A Brookings Institution report found that by 2021 several red states had passed legislation to “ban the discussion, training, and/or orientation that the U.S. is inherently racist as well as any discussions about conscious and unconscious bias, privilege, discrimination, and oppression.”  At the local level school districts have turned to book banning. In 128 school districts in 32 states, 5,049 schools, with a combined enrollment of nearly 4 million students, have banned 41% of their books because of LGBTQ+ protagonists or themes and banned another 40% that were predominantly about race. 

Florida Governor Ron DeSantis, a possible Republican presidential candidate in 2024, signed three bills into law in 2021 that direct how race and gender will be discussed from kindergarten through college. He stated that his goal was to combat the “woke” agenda. Since the beginning of this year he has banned the new Advanced Placement African American Studies course and announced his intention to terminate “Diversity, Equity, and Inclusion (DEI) and Critical Race Theory (CRT) programs within the public school systems and reset scholar’s eyes upon the histories and philosophies of the West.” (The Floridian Jan. 31, 2023) 

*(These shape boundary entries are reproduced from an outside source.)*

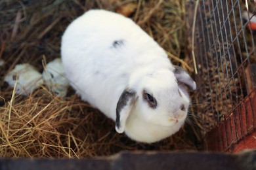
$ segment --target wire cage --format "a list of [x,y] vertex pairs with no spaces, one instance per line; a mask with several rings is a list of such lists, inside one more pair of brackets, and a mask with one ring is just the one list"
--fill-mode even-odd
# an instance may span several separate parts
[[238,0],[188,3],[190,25],[194,24],[191,41],[202,103],[199,115],[207,150],[232,151],[256,128],[256,35],[243,17],[255,13],[255,5]]

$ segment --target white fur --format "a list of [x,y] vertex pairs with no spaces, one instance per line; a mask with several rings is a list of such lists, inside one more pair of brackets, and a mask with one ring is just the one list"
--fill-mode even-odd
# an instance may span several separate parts
[[[123,44],[114,48],[114,41]],[[153,143],[177,132],[190,99],[178,84],[165,51],[131,20],[103,10],[91,10],[75,20],[62,39],[61,55],[68,79],[82,99],[116,120],[116,107],[127,88],[136,100],[124,128],[131,139]],[[150,92],[158,105],[143,101]],[[184,104],[186,111],[180,110]],[[129,106],[125,106],[129,107]],[[172,118],[177,120],[171,120]]]

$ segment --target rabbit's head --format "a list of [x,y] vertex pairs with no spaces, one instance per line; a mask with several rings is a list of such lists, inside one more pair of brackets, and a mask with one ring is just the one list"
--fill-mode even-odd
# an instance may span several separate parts
[[195,82],[177,66],[172,70],[159,70],[146,75],[143,71],[140,73],[131,76],[129,87],[119,99],[117,131],[124,131],[130,114],[135,114],[140,119],[156,126],[183,124],[190,104],[186,88],[195,90]]

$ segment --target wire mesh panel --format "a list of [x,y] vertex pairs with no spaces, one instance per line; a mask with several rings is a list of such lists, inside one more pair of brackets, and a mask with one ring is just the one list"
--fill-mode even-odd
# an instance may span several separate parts
[[197,7],[193,33],[199,116],[208,148],[226,150],[256,128],[255,90],[249,80],[256,63],[256,34],[244,19],[253,17],[255,3],[247,8],[245,1],[196,1],[190,3]]

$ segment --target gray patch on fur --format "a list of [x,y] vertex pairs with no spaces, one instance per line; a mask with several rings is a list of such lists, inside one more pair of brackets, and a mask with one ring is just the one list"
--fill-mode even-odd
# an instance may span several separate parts
[[136,92],[132,90],[125,89],[121,94],[116,106],[116,126],[119,128],[120,127],[120,112],[123,108],[127,105],[129,99],[134,97]]
[[118,46],[121,46],[124,45],[124,40],[116,40],[113,42],[112,46],[114,48],[117,48]]

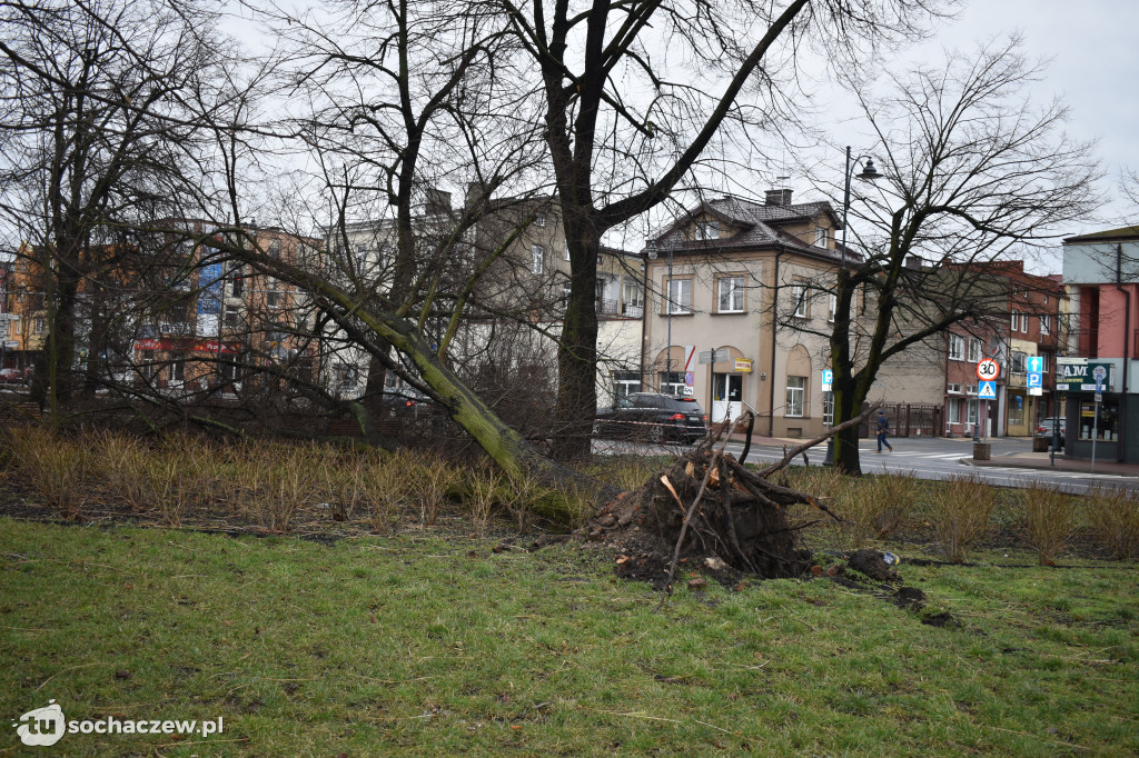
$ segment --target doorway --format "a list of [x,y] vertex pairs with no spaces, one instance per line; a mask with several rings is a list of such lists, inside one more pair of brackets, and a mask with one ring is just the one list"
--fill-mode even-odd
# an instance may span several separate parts
[[731,420],[744,412],[744,374],[712,374],[712,423]]

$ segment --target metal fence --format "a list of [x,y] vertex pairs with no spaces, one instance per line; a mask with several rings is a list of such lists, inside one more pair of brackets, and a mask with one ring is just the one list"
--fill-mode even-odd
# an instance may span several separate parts
[[[862,412],[870,407],[862,405]],[[890,434],[895,437],[937,437],[941,436],[943,409],[941,405],[926,403],[886,403],[882,406],[890,420]],[[877,414],[871,415],[859,426],[859,435],[872,437]]]

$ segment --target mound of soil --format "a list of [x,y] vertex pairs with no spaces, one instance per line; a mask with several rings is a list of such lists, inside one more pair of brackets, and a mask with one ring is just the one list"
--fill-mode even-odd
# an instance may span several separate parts
[[802,549],[786,506],[814,500],[762,473],[745,469],[730,454],[697,448],[640,488],[606,503],[590,521],[588,538],[626,558],[622,566],[628,568],[618,568],[623,575],[652,567],[655,576],[663,566],[666,576],[696,503],[680,553],[689,566],[707,566],[714,576],[723,572],[716,576],[721,583],[738,583],[740,571],[763,578],[801,576],[811,566],[811,554]]

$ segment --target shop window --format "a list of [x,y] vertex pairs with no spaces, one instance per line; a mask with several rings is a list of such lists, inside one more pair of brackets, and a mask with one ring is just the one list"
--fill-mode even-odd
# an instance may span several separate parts
[[802,418],[806,399],[806,377],[787,377],[787,405],[784,415]]
[[1099,403],[1099,417],[1096,415],[1096,403],[1080,403],[1080,439],[1091,442],[1115,442],[1118,439],[1120,406],[1115,401]]

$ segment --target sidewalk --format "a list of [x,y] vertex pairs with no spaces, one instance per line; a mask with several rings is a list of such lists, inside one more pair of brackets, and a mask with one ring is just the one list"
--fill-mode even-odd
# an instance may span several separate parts
[[1082,473],[1109,473],[1118,477],[1139,477],[1139,465],[1134,463],[1116,463],[1115,461],[1096,461],[1096,470],[1091,469],[1091,461],[1073,461],[1063,455],[1056,456],[1056,465],[1051,464],[1050,453],[1011,453],[1008,455],[993,455],[988,461],[974,461],[973,458],[962,458],[966,465],[1000,465],[1017,469],[1049,469],[1051,471],[1080,471]]
[[[746,435],[732,434],[731,440],[743,443],[746,439]],[[891,437],[893,442],[904,442],[907,437]],[[919,438],[920,439],[920,438]],[[929,439],[928,437],[926,439]],[[992,459],[988,461],[974,461],[973,460],[973,448],[969,446],[973,443],[972,437],[939,437],[939,440],[945,442],[958,442],[961,443],[961,463],[966,465],[986,467],[997,465],[1002,468],[1016,468],[1016,469],[1049,469],[1051,471],[1077,471],[1081,473],[1104,473],[1111,476],[1120,477],[1139,477],[1139,465],[1134,463],[1116,463],[1115,461],[1096,460],[1096,470],[1091,470],[1091,461],[1075,461],[1065,459],[1063,454],[1056,455],[1056,465],[1052,465],[1049,458],[1050,453],[1032,453],[1032,452],[1018,452],[1018,453],[1000,453],[997,450],[992,451]],[[1003,437],[998,437],[997,439],[1006,439]],[[752,435],[752,446],[753,447],[781,447],[787,446],[787,450],[801,445],[806,439],[792,439],[787,437],[762,437],[760,435]],[[861,442],[874,443],[874,437],[863,438]],[[819,445],[809,453],[812,458],[816,451],[822,452],[826,450],[826,443]]]

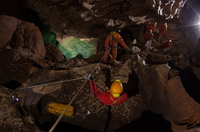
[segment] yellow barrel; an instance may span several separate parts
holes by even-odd
[[[61,115],[63,111],[68,107],[67,104],[61,104],[61,103],[50,103],[48,104],[48,111],[55,115]],[[64,113],[64,116],[72,116],[74,113],[74,106],[69,106],[66,112]]]

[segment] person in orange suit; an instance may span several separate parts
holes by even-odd
[[[151,30],[152,23],[151,22],[146,22],[146,31]]]
[[[156,32],[157,30],[157,22],[146,22],[146,31],[152,30],[152,32]]]
[[[107,63],[107,59],[108,56],[110,54],[110,52],[112,52],[112,62],[115,63],[119,63],[118,61],[116,61],[117,58],[117,44],[120,43],[125,49],[132,51],[124,42],[123,38],[120,36],[119,33],[113,31],[111,32],[104,43],[105,46],[105,56],[103,59],[103,63]]]
[[[143,36],[142,44],[146,44],[147,41],[153,40],[153,32],[152,30],[146,31],[146,33]]]
[[[166,22],[164,24],[160,25],[159,32],[158,32],[158,37],[163,35],[167,31],[167,28],[168,28],[168,25],[167,25]]]
[[[127,93],[123,93],[123,85],[120,80],[115,80],[112,83],[110,90],[101,92],[98,90],[92,76],[90,77],[90,88],[93,95],[95,95],[99,100],[100,104],[105,105],[119,105],[127,101]]]

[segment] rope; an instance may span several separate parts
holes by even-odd
[[[99,63],[96,65],[96,67],[93,69],[93,71],[88,75],[92,75],[92,73],[95,71],[95,69],[98,67],[98,65],[101,63],[101,61],[103,60],[103,58],[105,57],[105,55],[108,53],[108,51],[104,54],[104,56],[101,58],[101,60],[99,61]],[[67,111],[67,109],[69,108],[69,106],[72,104],[72,102],[74,101],[74,99],[76,98],[76,96],[79,94],[79,92],[83,89],[83,86],[85,85],[85,83],[87,82],[88,77],[84,77],[85,78],[85,82],[82,85],[82,87],[76,92],[76,94],[74,95],[74,97],[72,98],[72,100],[70,101],[70,103],[68,104],[68,106],[65,108],[65,110],[62,112],[62,114],[59,116],[59,118],[57,119],[57,121],[54,123],[54,125],[52,126],[52,128],[49,130],[49,132],[53,132],[53,130],[55,129],[55,127],[58,125],[58,123],[60,122],[61,118],[63,117],[64,113]]]
[[[24,87],[24,88],[19,88],[19,89],[16,89],[16,90],[29,89],[29,88],[34,88],[34,87],[43,86],[43,85],[53,85],[53,84],[58,84],[58,83],[63,83],[63,82],[80,80],[80,79],[83,79],[83,78],[85,78],[85,77],[71,79],[71,80],[57,81],[57,82],[53,82],[53,83],[38,84],[38,85],[28,86],[28,87]]]
[[[83,89],[83,86],[85,85],[85,83],[87,82],[87,80],[85,80],[84,84],[82,85],[82,87],[76,92],[76,94],[74,95],[74,97],[72,98],[72,100],[70,101],[70,103],[68,104],[68,106],[65,108],[65,110],[62,112],[62,114],[59,116],[59,118],[57,119],[57,121],[54,123],[54,125],[52,126],[52,128],[49,130],[49,132],[53,132],[53,130],[55,129],[55,127],[58,125],[59,121],[61,120],[61,118],[63,117],[64,113],[67,111],[67,109],[69,108],[69,106],[71,105],[71,103],[74,101],[74,99],[76,98],[76,96],[79,94],[79,92]]]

            Progressives pushed back on several fronts in 2022. The conservative supermajority on the Supreme Court overturned the Roe v. Wade decision ending federal protection for the right to an abortion. But voters in blue California, Michigan and Vermont passed initiatives protecting abortion, while voters in red Montana and Kentucky defeated measures calling for greater restriction of abortion. In August red Kansas had rejected a constitutional amendment to end abortion there.

            Over the summer progressive and pragmatic Democrats stuck together to pass the Inflation Reduction Act which includes $369 billion toward climate and clean energy investment and measures to lower prescription drug prices and lower health insurance premiums via the Affordable Care Act. And in the fall with a few Republican votes they passed a $1.2 trillion infrastructure act.

            Progressive legislative action bore dividends in the fall midterm elections. The combination of women activated for choice, the anticipated benefits from a Congress that acts to improve our lives, and the wacko candidates Republicans dredged up in some congressional races prevented a Republican landslide in the House, and allowed Democrats to retain control of the Senate.

Those not insignificant legislative victories, however, occurred as cops continue to kill Black people in the streets with impunity! The George Floyd Justice in Policing Act and the John Lewis Voting Rights Advancement Act both passed in the House in 2021, but languished in the Senate last year. The women’s movement was re-energized after the loss of Roe. The well-being of middle- and working-class Americans were also advanced by Congressional action ... But cops are still killing Black people! They’re still killing Brown people in the streets!

Issues of race remain central to the long-term viability of a “progressive” multiracial democratic “nation. For me, since our social, economic and political institutions (the system!) have all been erected upon principles of favoring white people (white supremacy!), any efforts to build broad support for economic equity, gender or sexual equity, or comprehensive environmental protection flounder when they fail to examine racial inequity. The white people leading the labor, women’s, LBGTQI and environmental movements have all historically been challenged by people of color when those white led movements have failed to address the specific concerns of communities of color.

 

The progressive nation now must continue its thrust forward by electing more people to Congress who will get the George Floyd and John Lewis bills passed so more of us can get to the polls, and we can get the cops to stop killing us.